A Ambert, il n’y a que 3 à 4 heures de bloc opératoire le vendredi matin pour des actes ambulatoires sous anesthésie générale. Même les fractures, les hernies et les appendicites ne seront plus autorisées. Toutes les urgences chirurgicales seront transférées pour être opérées à Thiers ou ailleurs, même s’il y a permanence du chirurgien à Ambert. Le personnel du bloc a été invité à accepter de travailler dans les autres services. « Le Conseil d’Administration du Centre hospitalier d’Ambert ne manquera pas de réaffirmer sa ferme volonté de conserver les services actuels de son hôpital: urgences, médecine, périnatalité, psychiatrie, chirurgie, surveillance continue, gérontologie », a indiqué le président de la communauté de communes Livradois-Forez. Une pétition est d’ailleurs en ligne.
Mais il y a aussi des avancées :
Rappelons Die, dont la décision de fermeture de la maternité avait été prise par M. le préfet de la Drôme pour le 1er mai 1987, puis par le Conseil d’Administration de l’Hôpital avec la décision de fermeture de la maternité et de la chirurgie au 31 décembre 2008.
Rappelons aussi Carhaix, sa maternité et sa chirurgie et toute une population mobilisée, qui a obtenu gain de cause !
Aujourd’hui, Guéret, où la radiothérapie va rouvrir ses portes après une lutte de plusieurs mois.
Auch, où les lits de gériatrie sont maintenus. Argenteuil, où les services de cardiologie et de radiothérapie ne ferment plus. Lerecul sur les annonces de fermeture de l’hôpital Georges Clemenceau dans l’Essonne.
Chacun de ces reculs est le fruit d’une mobilisation citoyenne !
Rappelons l’action nationale du 2 avril qui a été une première au vu du nombre d’organisations appelantes, avec 500 manifestants à Die.

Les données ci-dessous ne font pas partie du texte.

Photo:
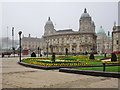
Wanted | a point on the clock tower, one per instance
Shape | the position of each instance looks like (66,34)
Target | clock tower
(85,23)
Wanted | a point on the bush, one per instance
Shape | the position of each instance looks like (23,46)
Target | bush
(53,57)
(91,56)
(105,55)
(33,54)
(113,57)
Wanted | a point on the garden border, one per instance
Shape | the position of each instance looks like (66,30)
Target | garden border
(57,67)
(92,73)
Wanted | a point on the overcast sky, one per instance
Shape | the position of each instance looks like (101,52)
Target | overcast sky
(31,17)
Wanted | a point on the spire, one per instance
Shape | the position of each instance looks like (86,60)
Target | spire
(48,18)
(85,10)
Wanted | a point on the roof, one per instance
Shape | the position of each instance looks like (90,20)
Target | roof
(67,30)
(85,14)
(101,30)
(49,22)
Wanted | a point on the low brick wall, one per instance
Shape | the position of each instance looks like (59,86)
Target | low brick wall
(93,73)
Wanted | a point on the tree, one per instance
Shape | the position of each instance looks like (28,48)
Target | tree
(113,57)
(33,54)
(53,57)
(91,56)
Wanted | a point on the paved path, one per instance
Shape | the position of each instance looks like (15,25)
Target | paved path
(17,76)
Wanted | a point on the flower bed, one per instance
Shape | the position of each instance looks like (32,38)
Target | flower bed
(57,64)
(109,62)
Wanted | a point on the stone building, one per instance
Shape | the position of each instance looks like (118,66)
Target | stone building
(116,38)
(78,42)
(31,43)
(104,42)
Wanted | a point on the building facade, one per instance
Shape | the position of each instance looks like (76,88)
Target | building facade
(104,42)
(31,43)
(116,38)
(78,42)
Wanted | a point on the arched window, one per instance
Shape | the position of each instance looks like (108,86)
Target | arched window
(74,41)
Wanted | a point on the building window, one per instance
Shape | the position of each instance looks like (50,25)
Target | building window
(54,41)
(86,39)
(74,41)
(58,41)
(117,42)
(67,41)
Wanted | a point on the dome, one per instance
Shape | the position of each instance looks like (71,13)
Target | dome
(85,14)
(101,30)
(49,22)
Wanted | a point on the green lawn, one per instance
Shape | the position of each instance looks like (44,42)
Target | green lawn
(108,69)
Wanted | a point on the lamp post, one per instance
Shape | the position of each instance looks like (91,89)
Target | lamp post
(38,51)
(20,32)
(13,41)
(47,46)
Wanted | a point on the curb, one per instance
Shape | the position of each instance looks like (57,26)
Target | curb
(57,67)
(92,73)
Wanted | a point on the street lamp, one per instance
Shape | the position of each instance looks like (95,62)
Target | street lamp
(20,32)
(47,46)
(38,51)
(108,41)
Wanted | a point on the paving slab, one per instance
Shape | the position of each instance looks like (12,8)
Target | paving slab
(17,76)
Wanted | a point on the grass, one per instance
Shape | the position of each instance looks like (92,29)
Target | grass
(107,69)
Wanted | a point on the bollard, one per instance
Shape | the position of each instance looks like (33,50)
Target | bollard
(103,67)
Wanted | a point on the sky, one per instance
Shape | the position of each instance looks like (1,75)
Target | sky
(30,17)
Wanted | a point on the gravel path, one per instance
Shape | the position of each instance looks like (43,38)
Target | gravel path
(17,76)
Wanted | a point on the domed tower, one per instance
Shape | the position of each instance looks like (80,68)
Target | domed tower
(49,27)
(85,23)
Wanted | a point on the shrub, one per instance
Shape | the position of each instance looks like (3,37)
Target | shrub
(53,57)
(113,57)
(105,55)
(33,54)
(92,56)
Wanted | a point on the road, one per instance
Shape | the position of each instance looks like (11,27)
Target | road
(17,76)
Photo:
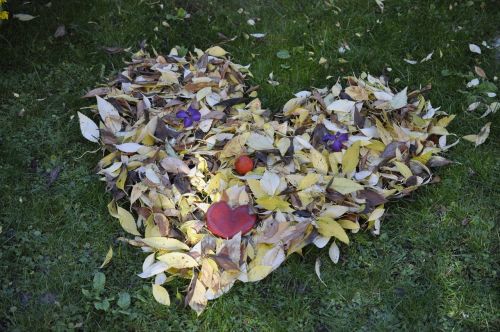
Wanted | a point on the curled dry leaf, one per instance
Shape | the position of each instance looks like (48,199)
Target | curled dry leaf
(322,169)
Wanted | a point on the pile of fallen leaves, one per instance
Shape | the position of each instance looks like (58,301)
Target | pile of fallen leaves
(323,167)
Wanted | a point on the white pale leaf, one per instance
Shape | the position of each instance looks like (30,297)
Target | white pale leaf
(161,295)
(258,35)
(303,94)
(129,147)
(160,278)
(321,241)
(341,105)
(174,165)
(473,106)
(106,110)
(411,62)
(88,128)
(317,266)
(153,270)
(260,142)
(148,261)
(472,83)
(474,48)
(23,17)
(383,96)
(335,211)
(400,100)
(270,183)
(334,252)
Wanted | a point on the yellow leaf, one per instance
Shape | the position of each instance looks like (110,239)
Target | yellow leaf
(108,257)
(403,169)
(333,163)
(216,51)
(443,122)
(196,296)
(350,159)
(483,134)
(345,186)
(113,211)
(376,214)
(161,295)
(334,211)
(272,203)
(348,224)
(259,272)
(127,221)
(120,182)
(357,93)
(256,188)
(165,243)
(178,260)
(309,180)
(329,227)
(424,157)
(470,138)
(376,145)
(439,131)
(319,161)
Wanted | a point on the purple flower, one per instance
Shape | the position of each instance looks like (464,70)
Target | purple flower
(190,115)
(337,140)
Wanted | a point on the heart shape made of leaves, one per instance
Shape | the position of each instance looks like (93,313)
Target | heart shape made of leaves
(324,167)
(226,222)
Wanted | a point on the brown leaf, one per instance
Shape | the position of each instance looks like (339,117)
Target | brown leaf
(480,72)
(97,92)
(113,49)
(53,175)
(60,31)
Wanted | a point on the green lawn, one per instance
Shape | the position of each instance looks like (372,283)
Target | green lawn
(436,264)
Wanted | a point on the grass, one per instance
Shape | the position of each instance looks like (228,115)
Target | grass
(436,264)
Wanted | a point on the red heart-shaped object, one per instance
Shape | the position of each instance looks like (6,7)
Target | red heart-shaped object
(226,222)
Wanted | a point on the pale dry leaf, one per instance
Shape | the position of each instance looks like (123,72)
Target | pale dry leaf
(161,295)
(334,252)
(88,128)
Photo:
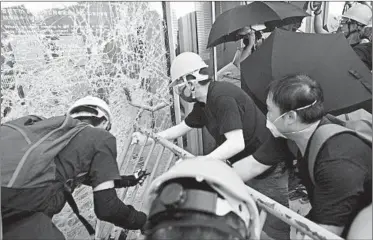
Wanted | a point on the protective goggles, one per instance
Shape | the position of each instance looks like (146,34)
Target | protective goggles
(176,198)
(348,21)
(187,80)
(91,111)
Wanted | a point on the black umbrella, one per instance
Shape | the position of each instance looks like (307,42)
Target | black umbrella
(326,58)
(228,23)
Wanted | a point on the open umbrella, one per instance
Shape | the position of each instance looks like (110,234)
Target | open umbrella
(326,58)
(228,23)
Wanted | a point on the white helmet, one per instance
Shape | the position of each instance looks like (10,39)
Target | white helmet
(333,22)
(220,177)
(360,13)
(100,105)
(185,63)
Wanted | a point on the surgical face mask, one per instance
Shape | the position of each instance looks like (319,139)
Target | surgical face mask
(274,130)
(186,89)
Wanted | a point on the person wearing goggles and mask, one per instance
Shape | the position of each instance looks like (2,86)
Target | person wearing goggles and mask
(343,166)
(233,120)
(89,158)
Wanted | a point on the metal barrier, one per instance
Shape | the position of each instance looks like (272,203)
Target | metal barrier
(266,204)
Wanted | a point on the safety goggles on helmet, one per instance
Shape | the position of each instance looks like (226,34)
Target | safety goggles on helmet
(228,195)
(91,111)
(187,80)
(176,198)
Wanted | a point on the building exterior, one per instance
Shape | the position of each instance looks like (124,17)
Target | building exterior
(188,35)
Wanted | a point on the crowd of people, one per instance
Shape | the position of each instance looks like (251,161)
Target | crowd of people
(203,197)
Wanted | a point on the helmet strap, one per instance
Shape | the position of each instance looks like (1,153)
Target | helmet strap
(217,224)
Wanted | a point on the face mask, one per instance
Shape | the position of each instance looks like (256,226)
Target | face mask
(188,94)
(274,130)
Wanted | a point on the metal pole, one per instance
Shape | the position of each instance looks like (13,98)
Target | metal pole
(215,61)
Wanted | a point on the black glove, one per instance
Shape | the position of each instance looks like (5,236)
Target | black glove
(131,180)
(140,176)
(145,230)
(316,7)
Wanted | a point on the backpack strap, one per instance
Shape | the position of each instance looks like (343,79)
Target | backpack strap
(69,185)
(321,135)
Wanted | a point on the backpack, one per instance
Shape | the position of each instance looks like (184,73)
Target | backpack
(28,147)
(360,128)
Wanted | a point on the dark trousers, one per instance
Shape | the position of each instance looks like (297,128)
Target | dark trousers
(274,186)
(36,227)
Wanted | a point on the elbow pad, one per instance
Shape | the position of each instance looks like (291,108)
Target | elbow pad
(108,207)
(125,181)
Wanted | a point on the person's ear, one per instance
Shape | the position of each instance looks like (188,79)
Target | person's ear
(291,118)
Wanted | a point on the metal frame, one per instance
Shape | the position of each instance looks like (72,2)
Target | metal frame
(266,204)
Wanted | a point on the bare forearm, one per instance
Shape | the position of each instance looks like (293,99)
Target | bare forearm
(227,150)
(175,131)
(334,229)
(248,168)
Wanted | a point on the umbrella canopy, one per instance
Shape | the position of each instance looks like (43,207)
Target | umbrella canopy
(326,58)
(228,23)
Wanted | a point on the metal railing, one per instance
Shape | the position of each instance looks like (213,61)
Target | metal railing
(266,204)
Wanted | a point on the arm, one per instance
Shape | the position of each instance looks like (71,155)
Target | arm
(318,24)
(108,207)
(340,187)
(175,131)
(234,144)
(248,168)
(102,175)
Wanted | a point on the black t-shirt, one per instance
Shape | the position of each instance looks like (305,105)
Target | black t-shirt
(229,108)
(343,175)
(364,51)
(92,150)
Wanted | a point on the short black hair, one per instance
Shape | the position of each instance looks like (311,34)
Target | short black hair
(296,91)
(94,121)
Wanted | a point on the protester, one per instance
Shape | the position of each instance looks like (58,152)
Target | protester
(89,158)
(252,39)
(235,123)
(193,201)
(343,167)
(352,24)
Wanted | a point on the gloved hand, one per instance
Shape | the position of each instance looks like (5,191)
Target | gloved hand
(140,176)
(131,180)
(316,7)
(141,139)
(145,230)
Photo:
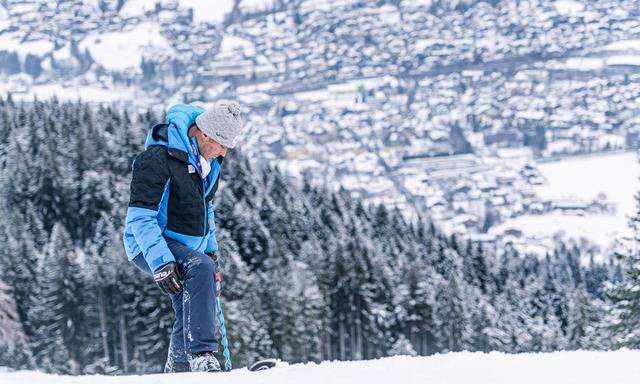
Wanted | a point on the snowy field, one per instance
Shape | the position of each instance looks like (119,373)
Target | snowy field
(581,367)
(583,178)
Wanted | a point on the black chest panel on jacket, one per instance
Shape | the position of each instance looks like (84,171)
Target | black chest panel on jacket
(186,208)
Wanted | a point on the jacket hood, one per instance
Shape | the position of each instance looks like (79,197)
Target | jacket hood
(179,118)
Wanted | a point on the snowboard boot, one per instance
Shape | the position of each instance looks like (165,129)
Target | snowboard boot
(204,362)
(176,366)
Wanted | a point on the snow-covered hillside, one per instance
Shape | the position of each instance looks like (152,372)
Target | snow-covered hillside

Depuis, en huit jours, 1590 signatures et 274 sur le blog http://www.collectifhopitaldie.org ont été recueillies pour demander que les autorisations de fonctionnement pour la maternité et la chirurgie (ouverte 24H/24 et 7 jours/7) soient accordées pour cinq ans.
En effet, on peut penser qu’il serait plus facile de recruter du personnel soignant si l’hôpital de Die avait une vue à long terme et si la volonté existait de le doter des moyens nécessaires en personnel et en équipements pour attirer les praticiens et les soignants.
Je veux insister également sur la déshumanisation des soins qu’entraînerait l’éloignement des patients avec la perte de chances qui s’ensuivrait, les parturientes qui devraient accoucher à Valence, le traumatisme pour l’enfant, le traumatisme pour la mère qui vient d’accoucher et ne peut avoir son compagnon près d’elle en raison du coût engendré pour se rendre et/ou rester près d’eux.
L’éloignement, ce sont aussi les accouchements dans les voitures ou devant les urgences comme à La Mure. C’est la mise en danger d’autrui.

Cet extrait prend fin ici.